Iterative Refinement: We then asked the AI to improve texture and sensory appeal without adding artificial ingredients. It responded with alternatives like adding aquafaba as a natural binder and using cacao nibs for crunch.
Within three prompts and less than an hour, we had a hypothetical formulation that met all the criteria. Was it ready to launch? Absolutely not. But the speed at which the ideation happened was impressive—and a strong indicator of what’s possible at the front end of innovation.
Step 4: Why This Matters
Food innovation is expensive and time-consuming. The early stages—where you go from “idea” to “first concept”—often determine whether a product moves forward or dies in committee. If AI can reduce weeks of research to hours of conceptual work, the implications are huge:
Lower costs at the ideation stage
Faster iteration cycles
Better use of R&D resources for testing only the most promising concepts
In our experiment, what traditionally takes weeks (and often involves multiple experts) was condensed into an afternoon of strategic prompting and review.
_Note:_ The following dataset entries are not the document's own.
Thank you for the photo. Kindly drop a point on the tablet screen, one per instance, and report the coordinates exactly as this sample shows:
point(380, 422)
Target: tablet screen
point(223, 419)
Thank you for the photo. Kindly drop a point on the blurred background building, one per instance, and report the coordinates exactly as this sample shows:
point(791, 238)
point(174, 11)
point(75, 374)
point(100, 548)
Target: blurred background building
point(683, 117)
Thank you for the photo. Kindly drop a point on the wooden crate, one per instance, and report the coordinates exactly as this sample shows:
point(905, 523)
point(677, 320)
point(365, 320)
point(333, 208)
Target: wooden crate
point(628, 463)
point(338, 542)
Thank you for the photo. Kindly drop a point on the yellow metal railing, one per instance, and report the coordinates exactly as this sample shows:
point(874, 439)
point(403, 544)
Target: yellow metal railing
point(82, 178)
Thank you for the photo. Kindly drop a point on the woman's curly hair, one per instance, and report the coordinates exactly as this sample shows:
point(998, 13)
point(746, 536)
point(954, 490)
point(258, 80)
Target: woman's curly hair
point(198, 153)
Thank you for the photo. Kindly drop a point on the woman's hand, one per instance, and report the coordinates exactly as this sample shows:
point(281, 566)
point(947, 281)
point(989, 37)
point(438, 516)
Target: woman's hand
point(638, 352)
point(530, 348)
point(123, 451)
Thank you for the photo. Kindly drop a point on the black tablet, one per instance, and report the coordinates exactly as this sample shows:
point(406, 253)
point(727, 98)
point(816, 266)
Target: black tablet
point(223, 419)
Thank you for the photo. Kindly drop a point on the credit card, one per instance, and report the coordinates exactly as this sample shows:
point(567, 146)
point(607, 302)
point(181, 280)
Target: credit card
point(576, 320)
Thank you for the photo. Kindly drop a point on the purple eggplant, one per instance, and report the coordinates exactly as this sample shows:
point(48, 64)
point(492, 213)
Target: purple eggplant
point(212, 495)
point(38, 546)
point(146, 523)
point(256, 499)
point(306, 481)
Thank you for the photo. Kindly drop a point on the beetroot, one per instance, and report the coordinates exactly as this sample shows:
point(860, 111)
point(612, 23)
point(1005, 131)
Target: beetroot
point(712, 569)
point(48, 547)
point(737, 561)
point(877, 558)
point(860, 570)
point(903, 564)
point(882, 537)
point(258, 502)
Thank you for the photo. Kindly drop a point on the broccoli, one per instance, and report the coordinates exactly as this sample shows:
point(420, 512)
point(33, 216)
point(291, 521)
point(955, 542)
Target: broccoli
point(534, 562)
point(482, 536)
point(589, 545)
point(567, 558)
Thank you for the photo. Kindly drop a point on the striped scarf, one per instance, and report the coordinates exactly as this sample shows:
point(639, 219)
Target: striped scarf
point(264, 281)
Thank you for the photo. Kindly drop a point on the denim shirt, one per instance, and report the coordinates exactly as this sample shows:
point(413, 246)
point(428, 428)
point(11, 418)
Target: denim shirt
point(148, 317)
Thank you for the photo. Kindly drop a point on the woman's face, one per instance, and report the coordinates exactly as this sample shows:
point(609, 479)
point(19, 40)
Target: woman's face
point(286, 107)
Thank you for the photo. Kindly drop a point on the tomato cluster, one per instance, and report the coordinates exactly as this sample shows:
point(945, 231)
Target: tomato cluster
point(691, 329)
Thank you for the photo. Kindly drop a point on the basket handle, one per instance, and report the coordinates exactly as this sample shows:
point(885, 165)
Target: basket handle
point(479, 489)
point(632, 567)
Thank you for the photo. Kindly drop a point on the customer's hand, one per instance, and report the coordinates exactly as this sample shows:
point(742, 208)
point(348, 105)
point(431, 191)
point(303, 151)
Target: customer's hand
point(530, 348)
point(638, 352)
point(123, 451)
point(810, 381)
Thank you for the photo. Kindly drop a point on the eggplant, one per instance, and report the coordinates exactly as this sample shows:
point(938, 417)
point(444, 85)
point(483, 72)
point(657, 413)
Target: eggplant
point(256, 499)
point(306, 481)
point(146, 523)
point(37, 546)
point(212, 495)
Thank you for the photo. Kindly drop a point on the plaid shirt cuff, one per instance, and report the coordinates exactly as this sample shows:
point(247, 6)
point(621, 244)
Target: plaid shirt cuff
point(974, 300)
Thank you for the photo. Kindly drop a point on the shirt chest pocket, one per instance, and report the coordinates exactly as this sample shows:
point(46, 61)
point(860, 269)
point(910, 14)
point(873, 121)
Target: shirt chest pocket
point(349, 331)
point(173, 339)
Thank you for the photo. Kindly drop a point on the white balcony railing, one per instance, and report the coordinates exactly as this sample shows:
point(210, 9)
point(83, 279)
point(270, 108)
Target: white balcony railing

Important Caveat: Theory vs. Reality
This was a theoretical exercise—meaning we didn’t physically create the ingredient. Why? Because physical formulation, sensory testing, shelf-life validation, and regulatory checks are still essential and cannot be skipped. AI accelerates thinking and planning, not the laws of chemistry or biology.
What it does give us is a head start—allowing teams to move forward with better ideas, faster.
What’s Next?
The next frontier is integrating AI not just at the concept stage but through predictive modeling for shelf life, cost optimization, and even market forecasting. But none of that is possible without structured data and domain expertise. AI isn’t a magic wand—it’s a power tool, and like all tools, it works best in skilled hands.